As linhas de pesquisa estão assim definidas:

I - Estado e Responsabilidade: Questões Críticas

Esta linha de pesquisa, a partir da conformação atual da estrutura estatal, propicia a investigação histórica das Teorias do Estado, priorizando a defesa do regime democrático como regra fundante da preservação dos valores da pessoa humana, estruturada na relação Estado-Sociedade, que afastando-se do legalismo estrito deve propiciar a adequação da lei aos contextos sociais aos quais ela se destina.

Propicia, portanto, não apenas o estudo das normas postas na Constituição, mas, sobretudo, dos princípios que as inspiram e dos institutos constitucionais, destinados a efetivação e tutela dos direitos humanos, bem como da responsabilidade do Estado por sua frequente violação.

Dentro dessa linha, poderão ser estudados temas como responsabilidade do Estado, crise de responsabilidade do Estado, efetividade dos Direitos Humanos, Estado mínimo e Estado providencia, entre outros. Pensar o Estado e sua responsabilidade deve ser algo mais complexo e abrangente do que refletir apenas sobre a responsabilidade do Estado.

O recorte epistemológico da linha de pesquisa proporciona a seleção de um agregado conexo de temas, que possibilitam o desenvolvimento cientifico da área de concentração do programa.

Não se pretende com isso afirmar que a responsabilidade pela promoção da inclusão social seja exclusivamente estatal, tendo em vista que essa postura teórica poderia esvaziar o sentido profundo da cidadania. O que se objetiva na reflexão das relações entre Estado e Sociedade e compreender como o Estado e suas ações podem ser articuladas de forma criativa com a práxis dos movimentos sociais no empoderamento das minorias e dos grupos vulneráveis, favorecendo as dinâmicas de inclusão.

De um modo geral, a linha de pesquisa “Estado e Responsabilidade: Questões Críticas” está articulada a partir de 03 (três) eixos específicos: a) Direitos Fundamentais; b) Processo; e, c) Responsabilidade do Estado.

Cada eixo temático é estruturado a partir de Grupos de Pesquisa (GPs) que oferecem suporte tanto para as disciplinas ofertadas na referida linha, quanto abrigam os projetos de pesquisa individuais.

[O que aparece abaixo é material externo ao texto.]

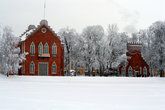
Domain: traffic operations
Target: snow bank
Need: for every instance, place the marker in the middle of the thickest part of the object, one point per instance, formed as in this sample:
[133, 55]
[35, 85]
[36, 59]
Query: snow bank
[81, 93]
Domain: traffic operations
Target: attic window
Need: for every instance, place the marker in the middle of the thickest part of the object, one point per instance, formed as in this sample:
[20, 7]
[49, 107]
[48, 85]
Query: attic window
[43, 30]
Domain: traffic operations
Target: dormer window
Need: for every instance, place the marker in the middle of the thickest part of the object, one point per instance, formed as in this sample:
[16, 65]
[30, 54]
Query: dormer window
[40, 48]
[43, 30]
[46, 49]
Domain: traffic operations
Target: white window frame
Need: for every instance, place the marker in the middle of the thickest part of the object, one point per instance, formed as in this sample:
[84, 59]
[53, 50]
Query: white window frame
[32, 51]
[54, 64]
[130, 73]
[145, 71]
[40, 48]
[32, 67]
[46, 48]
[123, 71]
[54, 49]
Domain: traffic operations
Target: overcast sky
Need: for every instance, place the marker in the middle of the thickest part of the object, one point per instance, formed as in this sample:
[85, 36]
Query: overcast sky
[129, 15]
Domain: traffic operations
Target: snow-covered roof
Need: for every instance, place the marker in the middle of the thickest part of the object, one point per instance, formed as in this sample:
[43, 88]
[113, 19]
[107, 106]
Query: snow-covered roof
[31, 29]
[26, 34]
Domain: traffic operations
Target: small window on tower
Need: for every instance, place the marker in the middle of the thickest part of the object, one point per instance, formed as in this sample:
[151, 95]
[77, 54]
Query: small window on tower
[137, 64]
[43, 30]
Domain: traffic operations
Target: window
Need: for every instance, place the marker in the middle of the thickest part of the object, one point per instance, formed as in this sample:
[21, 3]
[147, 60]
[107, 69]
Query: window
[43, 30]
[32, 49]
[144, 71]
[130, 71]
[32, 67]
[40, 48]
[54, 50]
[46, 48]
[54, 68]
[123, 71]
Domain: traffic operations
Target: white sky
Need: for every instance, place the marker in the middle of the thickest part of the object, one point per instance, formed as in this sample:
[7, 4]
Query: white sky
[129, 15]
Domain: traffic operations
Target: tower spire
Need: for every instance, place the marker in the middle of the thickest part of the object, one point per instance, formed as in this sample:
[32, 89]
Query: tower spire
[44, 8]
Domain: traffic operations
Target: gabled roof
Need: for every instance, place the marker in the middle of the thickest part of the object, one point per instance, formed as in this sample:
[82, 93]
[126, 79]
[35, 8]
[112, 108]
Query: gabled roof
[32, 29]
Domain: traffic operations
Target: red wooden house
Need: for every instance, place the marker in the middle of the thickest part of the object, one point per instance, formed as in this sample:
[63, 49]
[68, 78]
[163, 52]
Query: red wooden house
[46, 51]
[136, 65]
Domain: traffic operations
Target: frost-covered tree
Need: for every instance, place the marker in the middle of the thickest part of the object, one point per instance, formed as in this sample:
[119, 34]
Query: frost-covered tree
[157, 30]
[10, 52]
[92, 36]
[116, 46]
[69, 36]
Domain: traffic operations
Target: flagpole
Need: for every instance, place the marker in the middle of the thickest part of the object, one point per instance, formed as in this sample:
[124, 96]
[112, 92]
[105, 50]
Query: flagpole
[44, 8]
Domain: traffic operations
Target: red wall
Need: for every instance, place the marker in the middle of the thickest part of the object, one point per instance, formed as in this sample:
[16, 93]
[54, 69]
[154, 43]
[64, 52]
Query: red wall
[49, 37]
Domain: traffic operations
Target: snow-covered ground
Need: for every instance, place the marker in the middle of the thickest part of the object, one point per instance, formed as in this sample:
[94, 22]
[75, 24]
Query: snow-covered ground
[81, 93]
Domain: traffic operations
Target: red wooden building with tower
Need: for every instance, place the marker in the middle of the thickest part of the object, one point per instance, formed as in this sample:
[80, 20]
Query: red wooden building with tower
[46, 51]
[136, 65]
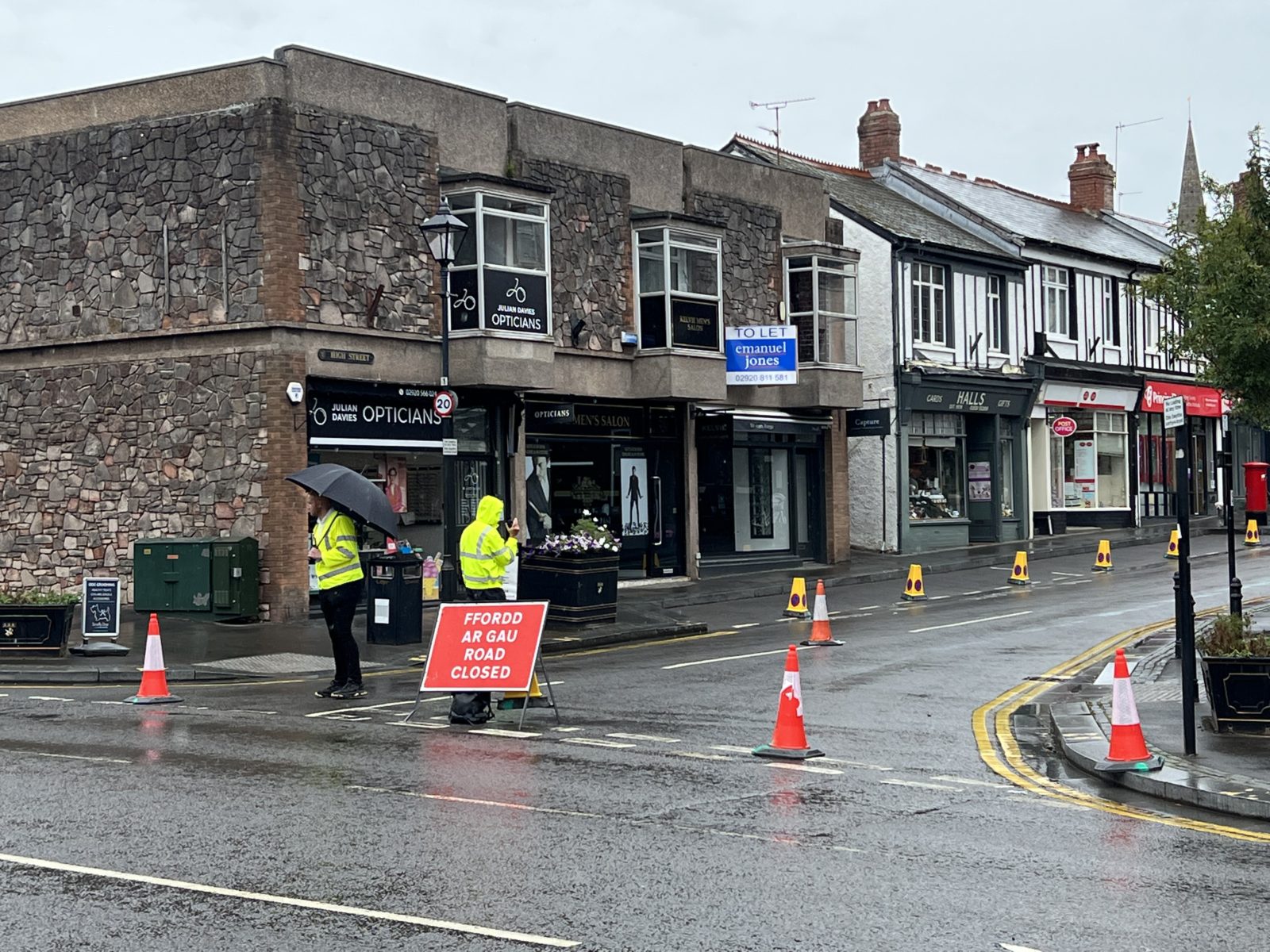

II. Função política do direito

É na modernidade que a relação existente entre ética, direito e política se torna um dos problemas centrais da filosofia. Maquiavel, Locke e Kant, por exemplo, sugerem a necessidade da distinção entre os âmbitos da política, da eticidade/moralidade e o da legalidade. Política, ética e direito constituem universos deontológicos distintos, organizados de acordo com pressupostos e princípios incomensuráveis, ainda que alguns deles possam ser transpostos de um domínio para o outro. Desse modo, do ponto de vista político, surge a necessidade da fundamentação de uma ética pública (“ética no domínio da política”), já que tal fundamentação não poderia ser simplesmente transposta da ética geral. É o discurso dos direitos fundamentais, como sugerirá Habermas, e posteriormente dos direitos humanos, que vai constituir os patamares dessa fundamentação.

Não é possível, na sociedade, que Direito e Política se ignorem. É nesse sentido que a política retorna ao Direito. Se a política tem a capacidade de construção do mundo, a prioridade do direito existe porque as sociedades democráticas são constituídas por instituições que definem os sujeitos políticos como sujeitos de direito que lhe são atribuídos, em boa medida, por essas mesmas sociedades, e que constroem algum consenso sobre a própria ideia de bem e de justiça. Direito e política não estão em oposição, como dito, por isso dessa linha de pesquisa emerge a preocupação com a cadeia hierárquica dos direitos humanos, da qual resultara a vinculação com temas como Democracia e Justiça Distributiva, Direitos Humanos e Democracia; Dimensão Social do Direito, Criminologia, entre outros.

A linha de pesquisa “Função política do Direito” também encontra-se estruturada a partir de 3 (três) eixos fundamentais: a) Criminologia; b) Democracia; c) Educação e Sociedade Civil.